You had several interesting insights in a recent H&HN article about CPOE. How is your hospital undertaking this initiative and gaining physician support of what needs to be done to meet Meaningful Use? 

Stewart:  Henry County Health Center implemented CPOE in 2008, and it has been running successfully since. Our success with CPOE today is because our ultimate goal during implementation was to build items into the order entry process in the most physician-friendly manner possible.

Before implementation, it was important to have a vision and purpose from the top – the Board, Chief Medical Officer, Chief of Staff, etc. Our vision was to use CPOE to enhance patient safety and satisfaction, and our approach was to have minimal impact on the work time of the physicians and clinicians when using CPOE. We have been delighted with the time savings (or at least neutrality) and efficiencies that we have gained; it is more than we anticipated.

It was essential to invest the time upfront to diligently work with the physicians and build standard order sets in the way they wanted them. To access the time we needed, we told our physicians that we would be available at whatever time they wanted to get together and discuss their preferences. We met with them at 6 a.m., lunch, Saturday mornings… whenever it was convenient for them. Spending this extra time upfront saved us during implementation and ultimately enabled a better adoption rate.

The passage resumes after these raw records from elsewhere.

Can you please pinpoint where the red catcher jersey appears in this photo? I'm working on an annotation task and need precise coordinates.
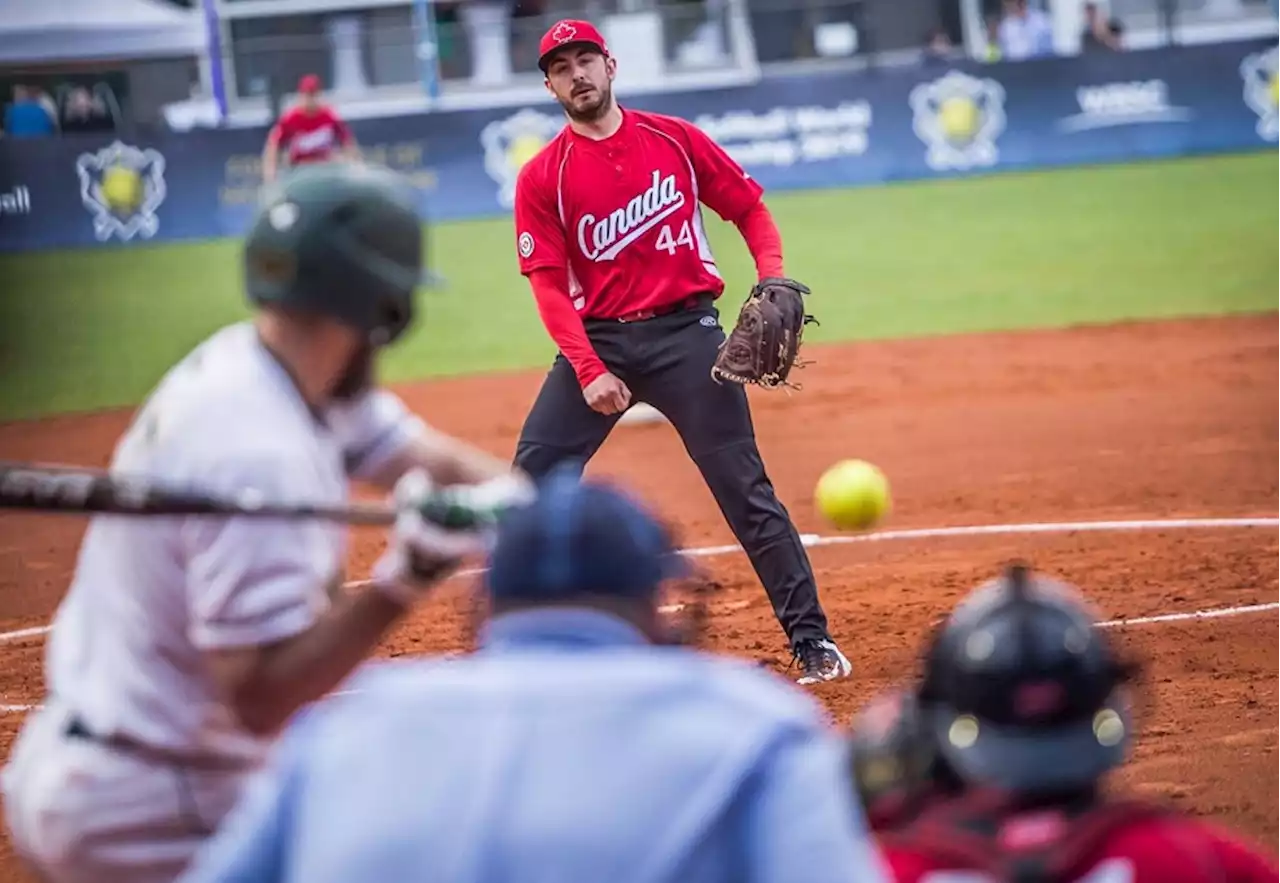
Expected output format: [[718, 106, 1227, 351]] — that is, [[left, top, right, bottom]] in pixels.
[[275, 106, 351, 165], [882, 815, 1280, 883], [515, 110, 763, 319]]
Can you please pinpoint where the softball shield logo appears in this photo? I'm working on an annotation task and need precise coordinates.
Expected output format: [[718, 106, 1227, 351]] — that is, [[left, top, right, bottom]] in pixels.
[[910, 70, 1005, 171], [480, 107, 564, 209], [1240, 46, 1280, 143], [76, 141, 166, 242]]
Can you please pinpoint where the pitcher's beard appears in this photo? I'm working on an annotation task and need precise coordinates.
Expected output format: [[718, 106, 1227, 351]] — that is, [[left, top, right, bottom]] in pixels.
[[561, 83, 613, 123]]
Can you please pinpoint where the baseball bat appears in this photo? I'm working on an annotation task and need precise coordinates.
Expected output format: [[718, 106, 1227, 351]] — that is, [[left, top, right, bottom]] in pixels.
[[0, 461, 396, 525], [0, 461, 517, 530]]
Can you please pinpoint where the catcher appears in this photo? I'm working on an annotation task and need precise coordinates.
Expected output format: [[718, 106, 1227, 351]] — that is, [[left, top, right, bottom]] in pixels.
[[515, 20, 850, 683], [852, 566, 1280, 883]]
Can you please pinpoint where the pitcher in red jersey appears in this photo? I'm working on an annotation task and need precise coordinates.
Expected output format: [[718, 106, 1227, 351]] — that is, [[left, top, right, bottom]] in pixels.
[[852, 566, 1280, 883], [515, 20, 851, 683], [262, 74, 360, 184]]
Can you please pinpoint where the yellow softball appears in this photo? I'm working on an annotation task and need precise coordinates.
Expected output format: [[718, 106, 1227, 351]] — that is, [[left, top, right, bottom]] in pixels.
[[814, 459, 891, 530]]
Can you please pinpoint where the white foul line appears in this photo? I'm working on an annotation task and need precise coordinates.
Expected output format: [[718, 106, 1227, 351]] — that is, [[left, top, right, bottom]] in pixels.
[[0, 518, 1280, 714], [0, 517, 1280, 644]]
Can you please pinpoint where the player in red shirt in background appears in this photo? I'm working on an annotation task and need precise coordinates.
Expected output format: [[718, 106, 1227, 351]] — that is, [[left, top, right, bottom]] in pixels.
[[262, 74, 360, 184], [852, 566, 1280, 883], [515, 20, 850, 683]]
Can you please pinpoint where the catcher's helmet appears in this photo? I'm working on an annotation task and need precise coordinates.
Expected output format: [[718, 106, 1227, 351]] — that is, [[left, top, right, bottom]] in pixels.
[[920, 564, 1134, 793], [244, 163, 424, 346]]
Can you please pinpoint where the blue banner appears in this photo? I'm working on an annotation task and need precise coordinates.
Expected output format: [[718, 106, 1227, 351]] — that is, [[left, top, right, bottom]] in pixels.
[[0, 42, 1280, 251]]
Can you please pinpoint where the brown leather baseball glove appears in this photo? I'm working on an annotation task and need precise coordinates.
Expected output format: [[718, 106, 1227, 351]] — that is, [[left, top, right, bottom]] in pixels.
[[712, 278, 818, 389]]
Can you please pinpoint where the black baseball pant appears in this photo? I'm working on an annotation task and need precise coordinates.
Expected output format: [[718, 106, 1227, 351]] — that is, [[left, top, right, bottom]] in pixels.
[[516, 296, 829, 646]]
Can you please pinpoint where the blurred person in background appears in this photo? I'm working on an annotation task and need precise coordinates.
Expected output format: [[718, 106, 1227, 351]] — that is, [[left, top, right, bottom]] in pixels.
[[922, 27, 955, 64], [262, 74, 360, 184], [1080, 3, 1124, 52], [4, 86, 58, 138], [511, 0, 547, 70], [998, 0, 1053, 61], [63, 86, 115, 133], [180, 468, 884, 883], [982, 13, 1004, 64], [851, 564, 1280, 883]]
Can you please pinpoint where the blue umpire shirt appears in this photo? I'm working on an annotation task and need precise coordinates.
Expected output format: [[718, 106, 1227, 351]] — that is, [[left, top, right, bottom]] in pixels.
[[179, 608, 887, 883]]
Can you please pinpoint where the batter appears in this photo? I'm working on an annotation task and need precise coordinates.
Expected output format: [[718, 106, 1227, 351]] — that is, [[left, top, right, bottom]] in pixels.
[[515, 20, 851, 683], [4, 164, 520, 883]]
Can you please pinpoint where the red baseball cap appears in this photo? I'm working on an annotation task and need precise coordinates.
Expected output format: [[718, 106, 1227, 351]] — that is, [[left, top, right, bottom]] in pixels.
[[538, 18, 609, 73]]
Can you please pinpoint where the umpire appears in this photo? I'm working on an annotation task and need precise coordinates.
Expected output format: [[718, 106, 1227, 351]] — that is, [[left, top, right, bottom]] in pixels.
[[182, 472, 883, 883]]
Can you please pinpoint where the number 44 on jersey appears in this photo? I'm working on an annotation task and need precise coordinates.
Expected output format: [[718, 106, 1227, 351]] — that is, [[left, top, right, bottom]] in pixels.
[[654, 220, 694, 255]]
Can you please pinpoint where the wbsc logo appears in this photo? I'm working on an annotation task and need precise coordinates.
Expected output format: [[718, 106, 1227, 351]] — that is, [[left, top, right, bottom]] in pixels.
[[1057, 79, 1193, 133], [1240, 46, 1280, 142], [909, 70, 1006, 171], [76, 141, 166, 242], [480, 107, 564, 209]]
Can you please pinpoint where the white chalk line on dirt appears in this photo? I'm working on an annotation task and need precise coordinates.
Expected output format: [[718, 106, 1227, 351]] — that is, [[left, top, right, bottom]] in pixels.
[[0, 517, 1280, 714], [0, 517, 1280, 644]]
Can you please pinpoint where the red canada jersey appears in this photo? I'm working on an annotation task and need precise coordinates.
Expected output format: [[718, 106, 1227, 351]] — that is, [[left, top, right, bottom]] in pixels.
[[881, 799, 1280, 883], [515, 110, 763, 319], [275, 106, 351, 165]]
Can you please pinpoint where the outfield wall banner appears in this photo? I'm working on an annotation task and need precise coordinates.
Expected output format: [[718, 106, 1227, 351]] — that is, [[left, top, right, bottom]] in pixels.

Physician involvement is critical. Involve as many physicians as you can in the process, even if you have to pay them as a consultant. Their input is invaluable and will save you money in the long run.

As part of our go-live process, we identified our “super users” and trained them first. We wanted to ensure we had someone nearby to answer questions and help out when needed. Again, the ultimate goal was to enhance the practice of medicine and patient satisfaction.

When we implemented, our medical staff fully supported the CPOE initiative. There were no undercurrents of dissent. Their expectations and demands were high, but it was in line with the same benchmark which they set for themselves. In the end, we worked very hard to try to streamline the use of CPOE and deliver on what our physicians and clinicians wanted.

An important thing for other hospitals to remember is not to panic over any grumbling during implementation. Listen and act; don’t retreat. Have the fortitude and courage to work through the issues. If you properly plan and prepare, you will not have to withdraw.

We have been successful with our CPOE initiative because we were obsessed in the planning process, and put ourselves in our physicians’ shoes at each step.

What do you recommend other hospital CIOs and IT staff do over the next year to prepare for the new EMR and Meaningful Use requirements?

Stewart:  We began our EMR journey in 2004. I believe having an interface engine is invaluable element to making the implementation work. I don’t know how we could have done it without our engine.

After the proposed HITECH rules were released, we established an EMR steering committee to review the requirements, and we met weekly to review and conduct a gap analysis. We have now produced CCD documents and shared them with several facilities and we have conducted other exchange tests and have the capability to do more when the other end of the exchange is ready. After that review, we are now confident that we will meet the HITECH requirements.

It’s important to remember meeting the criteria is not about just the systems completely. It is about the workflows, procedures, and policies, and how all are used together. You have to adjust the way you work; it is an iterative process.

Overall, there are three instrumental elements to achieving Meaningful Use. First, infrastructure is a priority. Second, you have to be committed to the initiatives; this is not for the faint of heart. Third, you must get your physicians involved in the process, early and often.

To encourage the transition from paper to electronic, we made decision to have no paper in any patients’ chart. If there was paper involved, we scanned it and included it as part of the electronic record. We wanted to reinforce with our physicians and clinicians that they have to go to the EMR application to get the patient information. Early on, we were scanning 10% of the patient information; today, we are scanning less than 1%.

The bottom line – you have to have very good infrastructure in place first. If you don’t have the infrastructure to carry the various initiatives, then you will fail at achieving Meaningful Use.

An informatics nurse is also critical, as it is easier to teach technical skills than clinical. Our IT Medical Director has been an invaluable asset as well. I sit down with him every week, and he provides insight into what the doctors are saying. The meeting usually goes like this: “Tell me what the docs are saying. What are you hearing? What do I need to know? What do you want to do? Don’t tell me you want an iPad® because we aren’t ready for it!” 

Meaningful Use is not just about stimulus dollar. If you don’t believe IT makes the practice of medicine better, then it may not be worth the effort. I believe technology can impact the quality of patient outcomes, but you still have to have the workflows and procedures in place to ensure the system does what it is capable of doing.